Facet on Multiple Columns - Shortcut

Steps for employing facets to identify and clean data-entry errors are outlined in Galter Library's introductory OpenRefine class, Cleaning Spreadsheet Data with OpenRefine. While much data cleaning can be done by faceting on one column at a time, it’s also possible to facet on two columns or more at once. You can apply these multiple facets manually to hone in on highly specified subsets of your data. You can even combine text-based and numeric facets at the same time. Using a GREL formula, you can achieve this in one step.

Facet on Multiple columns with a GREL Expression

  • From the drop down arrow of a column in the sample dataset, choose Facet - Custom text facet. In this example we will use the Sex column and combine with a facet on Age, to facet the dataset on sex and age at once.

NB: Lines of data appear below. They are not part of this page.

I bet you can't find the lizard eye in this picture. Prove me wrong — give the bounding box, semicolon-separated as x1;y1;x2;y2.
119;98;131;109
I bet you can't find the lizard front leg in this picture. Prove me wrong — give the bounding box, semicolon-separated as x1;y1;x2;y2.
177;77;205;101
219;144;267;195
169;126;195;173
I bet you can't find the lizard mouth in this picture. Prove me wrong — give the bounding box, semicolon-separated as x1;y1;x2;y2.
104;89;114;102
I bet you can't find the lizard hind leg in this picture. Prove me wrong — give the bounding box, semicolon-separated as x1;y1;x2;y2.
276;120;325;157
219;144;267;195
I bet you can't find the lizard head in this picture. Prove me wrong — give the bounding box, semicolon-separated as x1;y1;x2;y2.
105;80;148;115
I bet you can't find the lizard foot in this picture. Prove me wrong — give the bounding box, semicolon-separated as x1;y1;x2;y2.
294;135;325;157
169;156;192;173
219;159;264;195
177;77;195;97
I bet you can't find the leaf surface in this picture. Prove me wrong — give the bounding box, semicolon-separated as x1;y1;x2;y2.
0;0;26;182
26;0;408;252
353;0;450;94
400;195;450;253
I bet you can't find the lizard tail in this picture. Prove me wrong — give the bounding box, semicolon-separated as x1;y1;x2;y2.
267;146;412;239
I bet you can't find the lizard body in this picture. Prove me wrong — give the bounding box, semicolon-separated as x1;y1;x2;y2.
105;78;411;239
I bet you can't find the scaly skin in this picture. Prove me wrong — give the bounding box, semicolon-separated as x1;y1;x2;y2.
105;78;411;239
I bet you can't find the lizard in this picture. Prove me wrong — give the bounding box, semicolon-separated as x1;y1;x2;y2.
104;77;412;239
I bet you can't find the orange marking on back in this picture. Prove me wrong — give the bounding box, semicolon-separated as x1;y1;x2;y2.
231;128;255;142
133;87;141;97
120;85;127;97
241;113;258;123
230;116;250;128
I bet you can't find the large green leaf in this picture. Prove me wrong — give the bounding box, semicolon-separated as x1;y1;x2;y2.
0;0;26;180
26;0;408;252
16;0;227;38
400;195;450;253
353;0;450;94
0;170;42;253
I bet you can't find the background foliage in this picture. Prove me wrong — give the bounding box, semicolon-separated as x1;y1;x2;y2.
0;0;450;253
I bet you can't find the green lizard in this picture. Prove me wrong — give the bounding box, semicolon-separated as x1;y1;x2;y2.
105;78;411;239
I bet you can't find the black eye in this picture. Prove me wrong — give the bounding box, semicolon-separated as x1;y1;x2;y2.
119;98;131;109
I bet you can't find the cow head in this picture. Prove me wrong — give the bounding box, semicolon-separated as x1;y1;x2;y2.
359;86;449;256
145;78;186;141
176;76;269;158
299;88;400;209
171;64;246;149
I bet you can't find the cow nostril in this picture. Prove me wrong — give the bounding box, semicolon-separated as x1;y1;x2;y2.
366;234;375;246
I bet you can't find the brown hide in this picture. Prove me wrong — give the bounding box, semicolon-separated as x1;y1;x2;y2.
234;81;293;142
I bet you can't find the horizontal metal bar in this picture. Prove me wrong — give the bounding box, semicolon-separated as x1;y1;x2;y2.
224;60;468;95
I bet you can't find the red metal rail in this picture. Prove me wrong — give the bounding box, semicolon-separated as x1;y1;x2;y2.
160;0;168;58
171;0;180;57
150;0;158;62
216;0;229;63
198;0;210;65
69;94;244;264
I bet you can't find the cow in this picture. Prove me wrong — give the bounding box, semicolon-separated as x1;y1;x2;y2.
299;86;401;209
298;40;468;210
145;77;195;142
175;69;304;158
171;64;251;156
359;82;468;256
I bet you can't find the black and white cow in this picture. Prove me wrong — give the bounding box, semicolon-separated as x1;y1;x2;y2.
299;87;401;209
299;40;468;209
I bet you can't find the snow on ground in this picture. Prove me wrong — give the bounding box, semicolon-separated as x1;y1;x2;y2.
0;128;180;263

Screenshot showing the menu path to a Custom Text Facet in OpenRefine

  • In the Expression dialog box that pops up, enter the formula: join([ cells[“Col 1"].value, cells[“Col 2"].value ], ",") in the Expression box. Substitute the columns you want to facet together in the Col 1 and Col 2 spaces - in this case, Sex and Age. Inside the last quote marks after value, use any separator you would like to keep the two columns’ values visually separated.

Screenshot showing a Custom Text Facet GREL formula for Faceting on multiple columns in OpenRefine

  • As the results show, using this custom facet formula allows us to hone in on male or female patients of particular ages.